UK business confidence rises to highest level in two years - YAHOO FINANCE
Fresh data has shown that businesses in the UK have kicked off the year with a fresh spurt of confidence, with a barometer rising to a near two-year high in January.
Lloyds business barometer, which measures businesses’ confidence by assessing their trading prospects and optimism in the economy, shows overall confidence rose to 44% — up nine points on the previous month.
It was the biggest monthly increase since August and the highest level of confidence reported since February 2022, when the UK economy was recovering from the Covid-19 pandemic. It is also the strongest start to a year since January 2016.
The increase in confidence was driven, in part, by the easing of inflation over the past year and the growing expectation that interest rates will start to decline this year, Lloyds said.
The positive sentiment partly reflected optimism about the broader economy. Despite continued geopolitical risks, the survey shows that broader economic optimism has increased, rising to 37%. Trading prospects for 2024 were also the strongest they have been for over six years with the net balance increasing three points to 51%.
Regionally, 10 of the UK’s 12 regions reported increased business confidence with gains across the board.
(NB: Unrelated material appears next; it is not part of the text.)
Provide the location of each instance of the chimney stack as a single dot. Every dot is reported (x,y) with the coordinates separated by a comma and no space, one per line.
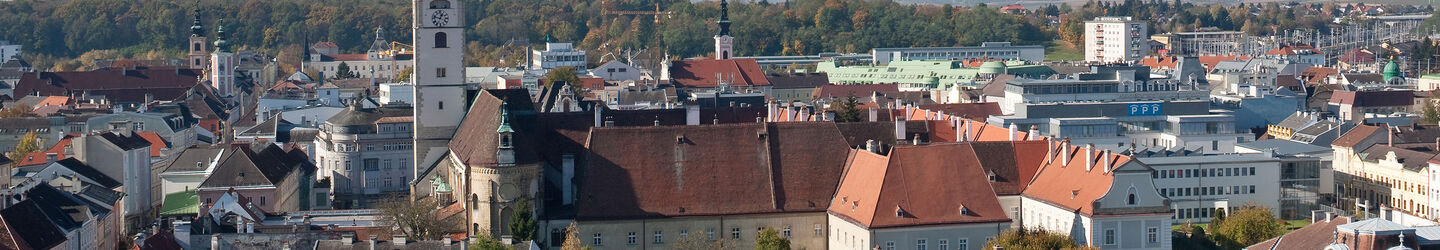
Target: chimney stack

The biggest increases were seen in the North-East, London and the West Midlands. Yorkshire & the Humber, Scotland and the North-West also saw notable gains.
Sentiment dipped in the East of England and Northern Ireland.
The news from Lloyds echoes data from last week that showed UK consumer confidence hit a two-year high in January.
The monthly monitor, published by research company GfK, showed people's views of their finances and broader economic prospects ticked up three points compared to last month, to the highest point since January 2022.
Employment and hiring
While confidence has risen, companies’ hiring intentions bounced back from December’s fall as businesses look to prioritise attracting talent and retaining existing staff members.
Lloyds said the net balance of firms expecting to increase headcount rose by four points to 33% — a result that is higher than almost every month in 2023 except for November.
Meanwhile wage growth is easing. Elsewhere, firms’ expectations for staff pay fell back after December’s rise. The share of companies anticipating wage growth of 4% or more in the next 12 months was the lowest for five months and remains lower than levels across the past year.
Similarly, the share of businesses expecting pay growth of at least 5% also remains below last year’s level. Despite this, the longer-term view shows wage growth expectations still remain above pre-Covid levels.